This article is part seven of a joint blog series with Simplus on things to consider when merging Salesforce orgs after a merger or acquisition. For an in-depth discussion on this topic with industry experts, register for our virtual event on February 10.
When you hear about mergers and acquisitions in the news, the headline almost always focuses on the size of the deal. And why not? These so-called ‘mega-mergers’ feature acquisitions valued in the tens of billions of dollars and have significant implications for their respective industries. With all this focus on the bottom line, however, other important considerations are often neglected throughout the process.
Take security, for example. A report by West Monroe Partners found that 52% of executives reported discovering a security problem after closing the deal. It was also found that security was the second most common reason M&A deals were abandoned and the second most common reason buyers regretted closing a deal. Finally, 41% of respondents said problems during post-merger integration was their main worry when thinking about issues related to security.
If security concerns are such a roadblock to a successful merger or acquisition, what can be done to mitigate the risk? Let’s examine some steps you can take, both before and after the merge process.
Here are some steps companies should take before merging Salesforce orgs:
Audit and ensure there are no unexpected outcomes of data sets based on any automation. For example, does the acquired contact data require any special treatment as it pertains to marketing of services and campaigns?
Understand the data requirements that may pertain to specific regulations such as HIPAA or PCI, determine encryption/access needs, etc.
Assess the impact and risks associated with 3rd party integrations. Is there new data types that should be considered out of scope for 3rd party access. For 3rd party integrations being carried over, ensure proper due diligence was conducted, and the vendors are properly tracked for any compliance needs, updates, ongoing monitoring.
Determine if any contacts are flagged for GDPR, CCPA, or other regulations. Some companies track consent for marketing purposes within Salesforce, for example.
Identify any special fields that may note special requirements or contacts for breach or other security notifications and ensure they are carried over
Limit the amount of data moved to what is necessary
Audit Apex/VisualForce custom code for API/other less restrictive access
As evidenced by the statistics above, once you’ve successfully merged your Salesforce org with the target company’s, you’ve crossed a major hurdle. But there are still security risks to consider when it comes to the new, consolidated org.
Everywhere you look, cyber threats are becoming far more sophisticated, insider threats are pervasive, and consumers are, rightly so, much more concerned about how companies secure their privacy. Meanwhile, government and industry regulations like GDPR, CCPA, HIPAA, SEC 17a-4 and dozens of others were enacted to ensure companies adhere to strict security and privacy procedures.
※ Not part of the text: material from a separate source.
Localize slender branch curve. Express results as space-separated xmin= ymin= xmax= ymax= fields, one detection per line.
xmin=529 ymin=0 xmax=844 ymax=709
A common theme in these regulations is that no matter where data resides, the liability for protecting it from unauthorized access or disclosure does not transfer from the owner of the data to its vendors. Whether the data is on a laptop, a local server, on its journey to the cloud, or in the cloud, the company that owns the data is responsible for ensuring its security.
When considering the security of your data, you should rely on a solution that is reputable, has passed Salesforce security reviews, and has built-in platform security features that meet enterprise needs. Saving .CSV files of your Salesforce data within the company hard drive or your laptop should NOT be considered a best practice. Post-merge, your security requirements should include:
Encryption in transit and at rest(where appropriate) to protect data at all times
Role-based Access Controls (RBAC) for restriction over who has access to backups
IP whitelisting for commanding domain access
Two-factor authentication for ensuring only authorized users have access
Single sign-on (SSO) for reducing the number of threat surfaces hackers could access
The bottom line is that organizations must vet the security of the companies with whom they are acquiring or merging. This process is just as important as digging into the financial side of things. At a minimum during the M&A process, companies should bring in a security team to create a security program, evaluate network security policies, and consider important factors such as the effectiveness of firewalls, endpoint protection, and other security tools.